After all this, I still believe that sky’s the limit. So, tara, climb with me.

Lessons from Inside the Thorax

I thought it would take just 5 years to go through med school. I’m nearly through my freshman year, but why does it feel like I’ve aged 50?

Everything feels so cyclical. Every day is a new series of lectures we have to swallow. Every week, there’s a more sinister storm of small group discussions we have to brave. Every new module is a deeper, more treacherous ocean we have to cross. Is this the daily commute all med students take to arrive at that MD?

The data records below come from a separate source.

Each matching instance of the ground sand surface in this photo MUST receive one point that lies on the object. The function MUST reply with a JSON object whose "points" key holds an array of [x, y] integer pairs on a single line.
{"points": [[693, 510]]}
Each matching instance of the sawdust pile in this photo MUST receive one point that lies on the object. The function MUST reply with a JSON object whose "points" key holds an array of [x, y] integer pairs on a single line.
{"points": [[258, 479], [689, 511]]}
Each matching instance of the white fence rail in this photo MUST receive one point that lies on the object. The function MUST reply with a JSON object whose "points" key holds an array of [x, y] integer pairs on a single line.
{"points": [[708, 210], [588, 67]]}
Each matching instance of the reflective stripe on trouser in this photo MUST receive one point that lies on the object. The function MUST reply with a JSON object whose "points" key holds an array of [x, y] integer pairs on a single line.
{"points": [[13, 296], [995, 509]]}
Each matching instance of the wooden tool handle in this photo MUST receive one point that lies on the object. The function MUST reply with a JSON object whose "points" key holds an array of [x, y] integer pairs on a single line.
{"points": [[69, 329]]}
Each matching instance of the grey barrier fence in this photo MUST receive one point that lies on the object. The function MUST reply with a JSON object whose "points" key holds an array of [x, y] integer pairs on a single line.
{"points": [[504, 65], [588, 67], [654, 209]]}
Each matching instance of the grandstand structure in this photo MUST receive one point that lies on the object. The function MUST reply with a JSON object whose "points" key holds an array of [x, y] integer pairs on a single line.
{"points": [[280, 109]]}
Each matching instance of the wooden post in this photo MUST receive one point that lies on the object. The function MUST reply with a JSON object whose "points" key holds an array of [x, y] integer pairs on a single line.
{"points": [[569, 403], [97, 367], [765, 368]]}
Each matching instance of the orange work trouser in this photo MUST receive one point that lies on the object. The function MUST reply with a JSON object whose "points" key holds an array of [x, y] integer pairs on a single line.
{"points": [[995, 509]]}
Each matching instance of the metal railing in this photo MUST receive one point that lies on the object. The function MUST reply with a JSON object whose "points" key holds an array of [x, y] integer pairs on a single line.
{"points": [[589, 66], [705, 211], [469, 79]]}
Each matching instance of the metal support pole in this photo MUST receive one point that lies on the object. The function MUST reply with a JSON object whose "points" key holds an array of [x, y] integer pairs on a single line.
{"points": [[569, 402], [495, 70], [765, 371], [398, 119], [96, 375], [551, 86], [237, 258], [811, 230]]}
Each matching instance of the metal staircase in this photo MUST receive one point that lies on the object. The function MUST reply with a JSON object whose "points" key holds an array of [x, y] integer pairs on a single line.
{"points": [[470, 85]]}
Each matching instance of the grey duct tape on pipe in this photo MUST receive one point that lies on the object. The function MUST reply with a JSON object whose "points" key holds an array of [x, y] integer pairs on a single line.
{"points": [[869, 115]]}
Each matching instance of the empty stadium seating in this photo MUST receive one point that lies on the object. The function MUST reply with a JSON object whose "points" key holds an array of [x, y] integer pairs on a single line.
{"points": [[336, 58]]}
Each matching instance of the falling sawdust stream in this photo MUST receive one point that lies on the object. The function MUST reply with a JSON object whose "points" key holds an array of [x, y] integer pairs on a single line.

The most laborious travels of them all were, for me, pulmonology and cardiology. The experience was marred by grappling with arterial blood gases, cardiac electrophysiology, and hemodynamics, all inhaled in one go. I still have to run my fingers across my patient’s entire forearm to palpate the brachial pulse for a routine BP reading. I can’t auscultate the simplest heart sounds if I don’t first shut my eyes, furrow my eyebrows, and channel all the energy of the universe into the stethoscope. It frustrated me.

Madalas, nahihirapan ako. Nagagalit, nalulungkot, nawawalan ng gana, nagdadabog, sumasama ang loob, ginugustong sumigaw sa kawalan.

On days when my chest feels heaviest, I look back on one of our doctor’s parting words after her radiology lecture, “Will you understand all of this? Yes, but it will take time.” Other lecturers follow a similar tune, “Hang in there. This will all make sense when you go to the clinics.” My personal favorite: “Follow your heart. It will never fail you.”

My professors’ end-of-lecture wisdom guide me toward an attitude to stay unbowed in the face of adversity. In part, this means slowing down and seeing the bigger picture. There’s a reason it takes 5 years to go through medicine. As freshmen, still at the bottom rungs, we’re supposed to be works in progress. The clinical eyes and ears will follow; the patient skills are on their way. If right now, 1 year in school feels like 50, then we’ll proudly boast 250 years' worth of learning later on.

When I’m out of breath from the regular tolls of an online med school, these consoling words fill my lungs like a cool ocean breeze. From these, I learned to embrace faith and patience that, in the wake of tempests, calm seas emerge. A lot of things in life are unknown but there remain a few that are certain. For one, I believe in the certainty that the sun rises after every dark. And, with a faith of equal measure, I believe that my difficult days, too, shall pass.

To “inspire” means 2 separate things: (1) to motivate an action or belief, or (2) to breathe in air. But when slowing down, taking deep breaths is what pumps strength for us to keep moving forward, I learned that sometimes maybe to inspire means to do both at once.